The rooting rate is that the rooting plant tree/total plant tree is multiplied by 100%.

TABLE 4 influence of different hormone ratios on the rooting of colocasia esculenta tissue culture seedlings

Serial number	Hormone combination (mg/L)	Rooting percentage (%)	Root condition of the root system	Growth vigor of plants
					1	IBA 0.2	100	4 to 6 pieces of root system	The leaf stalk is thin and weak, and the leaf stalk is thin and weak,yellow leaves
2	IBA 0.2+NAA0.1	100	Good root system, 6-8 strips	Strong petiole and green leaf
					3	IBA 0.4+NAA 0.2	100	8-12 developed root systems	Robust, large leaf and emerald green
4	IBA 0.5	100	6-8 developed root systems	Thick petiole and green leaf

As shown in Table 4, colocasia esculenta is easy to root, and different hormone combinations have obvious influence on the root condition and the plant growth. Within a certain range, the higher the hormone, the more favorable the growth of plants, the faster the new leaves come out, the stout leaf stems, the bigger and emerald leaves. IBA 0.4mg/L + NAA 0.2mg/L is the best hormone combination, and the plants are obviously the most robust, tall and big, and have large leaves and emerald green.

Comparative example 1 comparison of the Effect of NAA and IBA on the multiplication culture of Colocania insignis

Based on the optimal shoot induction culture and proliferation medium selected in example 2 and example 3, the basal medium, cytokinin 6-BA concentration and auxin concentration were unchanged, and the type of auxin was changed (i.e., NAA was used instead of IBA) to prepare a proliferation medium.
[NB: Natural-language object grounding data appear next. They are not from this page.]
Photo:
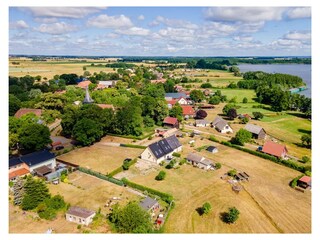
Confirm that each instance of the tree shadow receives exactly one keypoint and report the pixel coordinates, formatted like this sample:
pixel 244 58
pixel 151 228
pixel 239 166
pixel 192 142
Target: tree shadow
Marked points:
pixel 200 211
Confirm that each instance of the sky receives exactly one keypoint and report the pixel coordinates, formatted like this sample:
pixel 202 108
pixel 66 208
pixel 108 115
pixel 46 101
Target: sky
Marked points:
pixel 160 31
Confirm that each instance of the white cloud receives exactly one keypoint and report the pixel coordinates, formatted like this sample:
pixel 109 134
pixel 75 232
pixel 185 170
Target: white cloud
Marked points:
pixel 62 12
pixel 20 24
pixel 296 35
pixel 56 28
pixel 300 12
pixel 177 23
pixel 244 14
pixel 134 31
pixel 105 21
pixel 141 17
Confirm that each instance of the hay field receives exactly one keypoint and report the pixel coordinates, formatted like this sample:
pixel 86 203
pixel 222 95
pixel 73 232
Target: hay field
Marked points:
pixel 101 158
pixel 268 205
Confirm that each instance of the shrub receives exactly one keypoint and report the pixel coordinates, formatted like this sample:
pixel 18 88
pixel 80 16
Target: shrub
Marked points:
pixel 161 176
pixel 231 216
pixel 232 172
pixel 218 166
pixel 175 154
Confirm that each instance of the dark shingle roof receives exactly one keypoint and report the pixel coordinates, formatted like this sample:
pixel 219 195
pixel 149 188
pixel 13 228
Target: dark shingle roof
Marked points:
pixel 253 128
pixel 148 203
pixel 34 158
pixel 14 162
pixel 164 146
The culture medium consists of a basic culture medium and a hormone combination, wherein the basic culture medium comprises the following components: MS culture medium, 30g/L of cane sugar, 7g/L of carrageenan and 5.8 of pH value.

TABLE 5 comparison of the effects of NAA and IBA on the induction culture of colocasia esculenta buds

Serial number	Hormone combinations	Induction time (d)	Bud induction ratio (%)	Growth vigor of bud and embryoid
					1	BA 2.0+NAA 0.2	25～30	95	Numerous and strong clumpy buds, and a verdure embryoid
2	BA 2.0+IBA 0.2	30～40	75％	Less cluster buds and pale yellow embryoid

TABLE 6 comparison of the effects of NAA and IBA on the multiplication culture of colocasia esculenta buds

As can be seen from tables 5 and 6: in the bud induction and bud multiplication culture medium, NAA and IBA have obvious difference on the growth of the colocasia esculenta, NAA is more beneficial to the induction of callus, the induction and multiplication of buds and the growth of seedlings of the colocasia esculenta, and compared with IBA, the induction and promotion effects on the colocasia esculenta are poor. Therefore, from the view of the whole production cost and efficiency, the NAA is suitable for being used as the auxin for the industrial tissue culture and rapid propagation of the colocasia esculenta.
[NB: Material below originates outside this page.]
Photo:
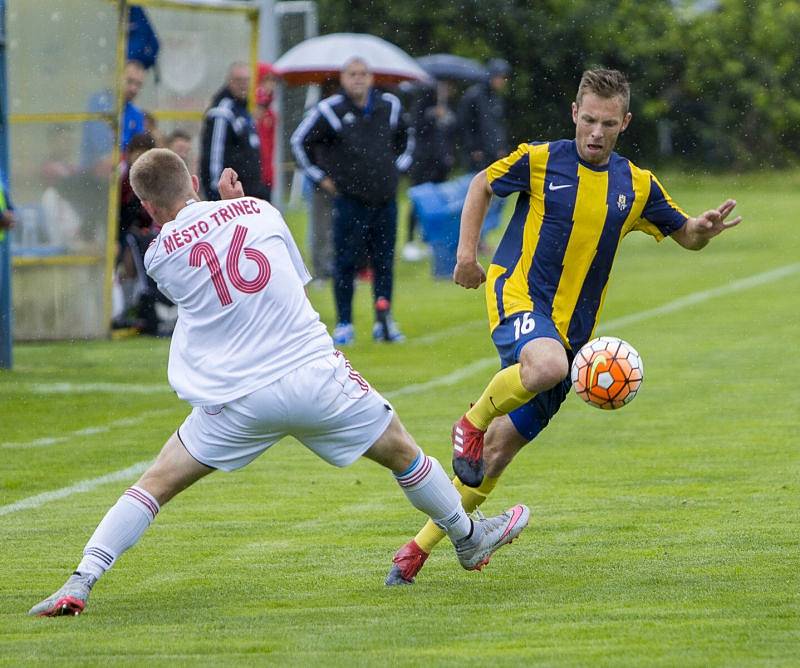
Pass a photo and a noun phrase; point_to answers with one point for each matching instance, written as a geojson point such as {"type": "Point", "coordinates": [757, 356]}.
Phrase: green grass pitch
{"type": "Point", "coordinates": [663, 534]}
FIGS. 3 to 6 are photographs of tissue culture of different varieties of colocasia esculenta in rapid propagation according to the method of the present invention, respectively, and illustrate that the tissue culture medium and the tissue culture method provided by the present invention are suitable for tissue culture and rapid propagation of various varieties of colocasia esculenta.